A Revealer High Speed Camera was used to visualize the location, strength, scale, and temporal evolution of boundary layer separation, corner vortices, and horseshoe vortices at the inlet lip. A PIV measurement system was used to obtain the velocity vector field and velocity isosurfaces under the Q criterion from the inlet to the outlet, clearly outlining the location and morphology of the vortex cores.
Hydraulic flow is a crucial phenomenon in environmental, geological, and marine engineering. Liquid-liquid and liquid-solid collisions in hydraulic flow are accompanied by complex vortex formation, interfacial mixing, and vorticity transport.
Utilizing the Revealer Tomographic PIV-3D3C system, four High Speed Cameras observed vortex formation, development, and breakdown, reconstructing the three-dimensional flow structure of the hydraulic flow and measuring its internal velocity and vorticity fields.
Microfluidics technology has been widely used in fields such as chip development and biomedical engineering.
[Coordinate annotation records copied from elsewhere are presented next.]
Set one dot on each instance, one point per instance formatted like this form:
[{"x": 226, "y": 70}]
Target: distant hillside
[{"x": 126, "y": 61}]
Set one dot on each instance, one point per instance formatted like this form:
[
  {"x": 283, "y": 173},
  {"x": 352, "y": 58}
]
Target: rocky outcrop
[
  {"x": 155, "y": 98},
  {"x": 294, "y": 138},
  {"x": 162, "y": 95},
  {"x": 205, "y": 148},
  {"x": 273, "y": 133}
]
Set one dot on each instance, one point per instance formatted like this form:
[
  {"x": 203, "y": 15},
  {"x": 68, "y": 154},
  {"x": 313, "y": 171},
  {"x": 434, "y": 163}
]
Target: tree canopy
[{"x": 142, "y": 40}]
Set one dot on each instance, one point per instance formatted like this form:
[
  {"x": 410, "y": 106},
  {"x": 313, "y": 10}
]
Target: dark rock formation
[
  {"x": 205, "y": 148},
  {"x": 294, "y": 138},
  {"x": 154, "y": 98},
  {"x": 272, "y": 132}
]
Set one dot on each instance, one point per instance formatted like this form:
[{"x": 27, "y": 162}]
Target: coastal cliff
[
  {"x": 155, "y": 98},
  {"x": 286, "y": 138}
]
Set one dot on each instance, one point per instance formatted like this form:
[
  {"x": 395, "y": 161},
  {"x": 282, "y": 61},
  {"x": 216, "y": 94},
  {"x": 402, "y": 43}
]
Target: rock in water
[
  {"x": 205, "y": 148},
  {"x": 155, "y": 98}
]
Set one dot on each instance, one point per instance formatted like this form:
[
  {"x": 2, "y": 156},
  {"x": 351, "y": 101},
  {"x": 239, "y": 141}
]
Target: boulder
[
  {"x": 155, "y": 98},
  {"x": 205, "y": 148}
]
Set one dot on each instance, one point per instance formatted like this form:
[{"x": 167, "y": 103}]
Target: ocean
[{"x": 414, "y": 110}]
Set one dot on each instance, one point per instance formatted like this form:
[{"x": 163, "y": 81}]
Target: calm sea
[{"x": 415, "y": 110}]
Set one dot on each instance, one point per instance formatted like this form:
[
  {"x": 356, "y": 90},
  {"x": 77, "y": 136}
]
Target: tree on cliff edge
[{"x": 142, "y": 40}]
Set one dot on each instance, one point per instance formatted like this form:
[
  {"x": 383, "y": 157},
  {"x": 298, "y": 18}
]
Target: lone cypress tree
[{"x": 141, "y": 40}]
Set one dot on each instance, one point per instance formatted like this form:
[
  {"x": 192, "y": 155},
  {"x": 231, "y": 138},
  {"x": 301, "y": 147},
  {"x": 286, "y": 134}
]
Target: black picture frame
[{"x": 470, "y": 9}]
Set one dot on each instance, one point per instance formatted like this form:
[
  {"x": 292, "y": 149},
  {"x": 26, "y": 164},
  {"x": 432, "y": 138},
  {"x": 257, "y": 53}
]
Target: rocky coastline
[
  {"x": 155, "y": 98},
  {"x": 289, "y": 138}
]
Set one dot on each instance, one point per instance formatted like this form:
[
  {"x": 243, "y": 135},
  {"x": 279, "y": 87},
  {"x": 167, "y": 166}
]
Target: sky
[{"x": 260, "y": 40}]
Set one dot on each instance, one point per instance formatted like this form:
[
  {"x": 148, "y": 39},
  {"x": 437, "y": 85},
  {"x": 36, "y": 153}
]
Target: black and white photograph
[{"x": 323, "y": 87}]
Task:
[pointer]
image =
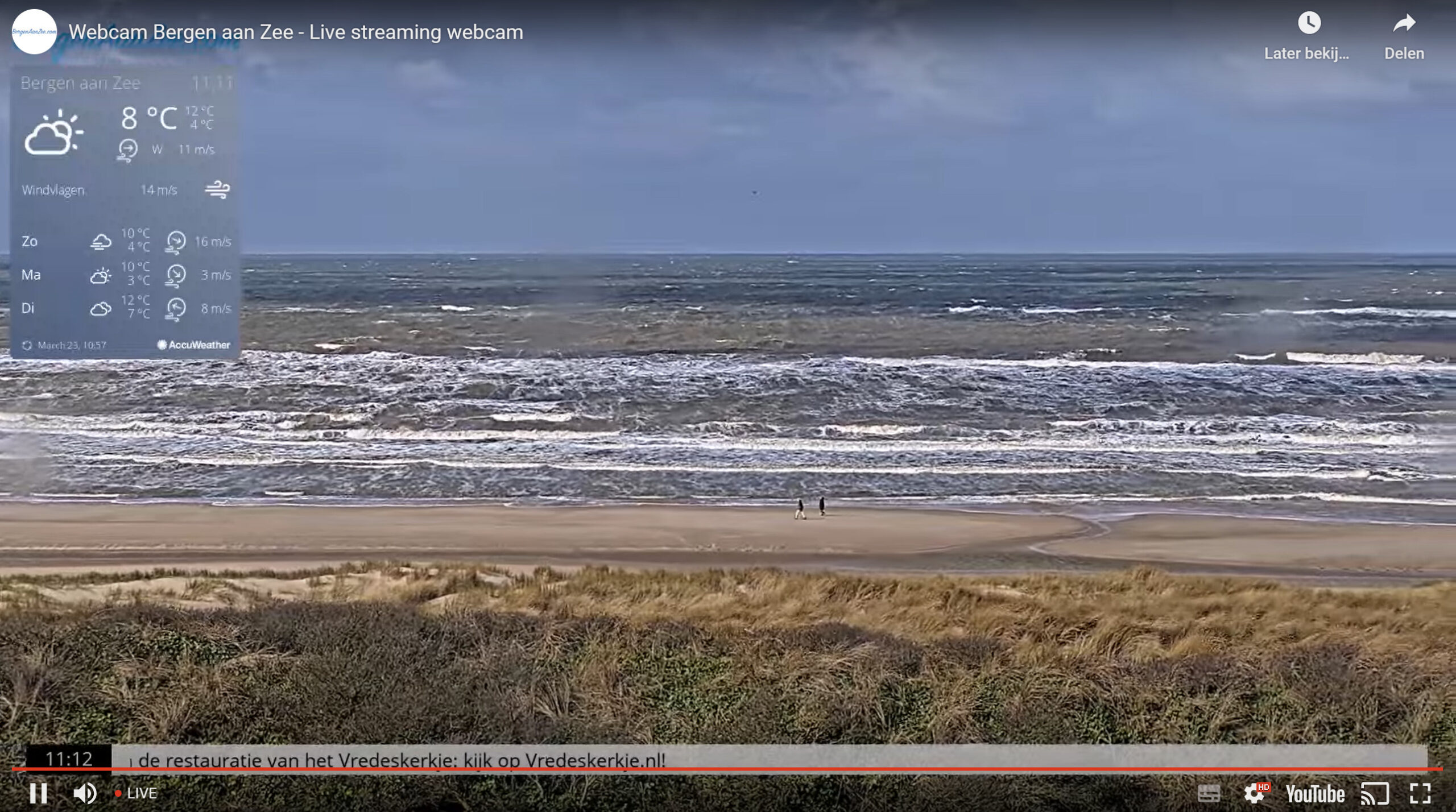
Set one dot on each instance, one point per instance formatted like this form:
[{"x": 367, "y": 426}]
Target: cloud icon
[{"x": 57, "y": 140}]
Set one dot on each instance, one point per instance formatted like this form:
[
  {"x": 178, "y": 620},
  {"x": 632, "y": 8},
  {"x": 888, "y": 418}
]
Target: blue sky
[{"x": 888, "y": 129}]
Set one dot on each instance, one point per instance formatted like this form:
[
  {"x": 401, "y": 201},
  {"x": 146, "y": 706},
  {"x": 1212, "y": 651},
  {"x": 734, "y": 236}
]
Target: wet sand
[{"x": 72, "y": 537}]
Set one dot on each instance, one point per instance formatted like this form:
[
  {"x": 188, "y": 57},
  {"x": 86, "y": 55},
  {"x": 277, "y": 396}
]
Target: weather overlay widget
[{"x": 124, "y": 213}]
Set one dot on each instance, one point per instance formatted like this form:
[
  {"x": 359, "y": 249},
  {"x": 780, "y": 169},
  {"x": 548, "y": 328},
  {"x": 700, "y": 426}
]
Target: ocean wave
[
  {"x": 1389, "y": 312},
  {"x": 974, "y": 309},
  {"x": 870, "y": 431},
  {"x": 1044, "y": 310},
  {"x": 1362, "y": 358}
]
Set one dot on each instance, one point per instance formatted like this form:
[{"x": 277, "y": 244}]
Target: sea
[{"x": 1301, "y": 386}]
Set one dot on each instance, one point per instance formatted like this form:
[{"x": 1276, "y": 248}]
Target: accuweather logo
[{"x": 34, "y": 31}]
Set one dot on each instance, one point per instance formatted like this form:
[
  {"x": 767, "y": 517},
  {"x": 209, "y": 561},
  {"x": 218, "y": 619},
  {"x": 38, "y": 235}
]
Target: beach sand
[{"x": 71, "y": 537}]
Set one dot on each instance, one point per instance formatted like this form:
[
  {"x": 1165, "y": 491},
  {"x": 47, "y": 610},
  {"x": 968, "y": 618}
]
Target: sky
[{"x": 846, "y": 127}]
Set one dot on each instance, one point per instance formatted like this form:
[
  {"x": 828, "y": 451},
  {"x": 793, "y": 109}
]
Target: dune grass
[{"x": 469, "y": 655}]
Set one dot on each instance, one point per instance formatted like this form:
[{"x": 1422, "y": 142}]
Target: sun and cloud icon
[{"x": 57, "y": 137}]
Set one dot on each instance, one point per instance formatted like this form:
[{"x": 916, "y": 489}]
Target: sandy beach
[{"x": 69, "y": 537}]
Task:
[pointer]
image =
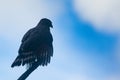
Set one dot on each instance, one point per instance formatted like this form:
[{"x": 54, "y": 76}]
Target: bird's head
[{"x": 46, "y": 22}]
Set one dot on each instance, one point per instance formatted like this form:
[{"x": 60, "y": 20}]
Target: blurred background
[{"x": 86, "y": 38}]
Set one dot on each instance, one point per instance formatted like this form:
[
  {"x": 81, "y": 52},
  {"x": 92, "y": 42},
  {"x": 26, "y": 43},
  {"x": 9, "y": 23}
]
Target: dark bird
[{"x": 36, "y": 48}]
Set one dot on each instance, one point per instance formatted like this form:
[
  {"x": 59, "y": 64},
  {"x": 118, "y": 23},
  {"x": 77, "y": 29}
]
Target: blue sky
[{"x": 86, "y": 38}]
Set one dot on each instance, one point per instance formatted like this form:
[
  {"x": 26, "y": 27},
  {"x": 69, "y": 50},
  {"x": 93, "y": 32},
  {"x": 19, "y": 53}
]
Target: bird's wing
[{"x": 37, "y": 46}]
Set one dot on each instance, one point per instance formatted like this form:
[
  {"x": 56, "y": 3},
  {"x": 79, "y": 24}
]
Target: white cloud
[
  {"x": 17, "y": 16},
  {"x": 104, "y": 15}
]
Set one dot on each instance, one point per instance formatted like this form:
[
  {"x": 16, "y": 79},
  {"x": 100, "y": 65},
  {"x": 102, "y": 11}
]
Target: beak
[{"x": 51, "y": 26}]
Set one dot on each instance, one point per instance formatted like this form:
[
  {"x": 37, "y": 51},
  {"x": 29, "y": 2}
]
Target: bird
[{"x": 36, "y": 48}]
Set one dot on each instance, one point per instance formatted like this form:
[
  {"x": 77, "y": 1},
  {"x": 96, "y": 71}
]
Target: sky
[{"x": 86, "y": 38}]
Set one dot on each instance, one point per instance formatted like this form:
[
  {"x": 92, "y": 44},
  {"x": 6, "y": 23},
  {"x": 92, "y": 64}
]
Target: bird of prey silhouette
[{"x": 36, "y": 48}]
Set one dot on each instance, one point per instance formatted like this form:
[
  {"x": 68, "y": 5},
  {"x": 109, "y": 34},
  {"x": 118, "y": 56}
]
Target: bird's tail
[{"x": 29, "y": 71}]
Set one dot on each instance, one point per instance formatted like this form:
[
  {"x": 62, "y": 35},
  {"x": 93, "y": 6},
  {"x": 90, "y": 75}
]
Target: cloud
[
  {"x": 17, "y": 16},
  {"x": 104, "y": 15}
]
Flow characteristics at the microscale and nanoscale are dominated by viscous forces and surface tension, making slip boundaries and discontinuity effects more likely to occur.
The Revealer micro-PIV system, combined with a High resolution, High Speed Camera and a microscopic optical system, captures transient flow phenomena within microchannels at micron-level resolution. Velocity profiles are precisely measured at key sections within the microchannel, such as entrances and bends, to verify the presence of slip velocity and discontinuity effects.
From macro-aviation propulsion to micro-chip flow, from single-phase turbulence to complex multiphase systems, the combination of Revealer High Speed Camera technology and particle image PIV velocimetry technology enables the observability and measurability of complex flow phenomena. With the development of multi-scale PIV technology and ultra-high-speed imaging technology, experimental fluid mechanics will usher in a new round of breakthroughs in spatiotemporal resolution and multi-dimensional in-depth analysis of data.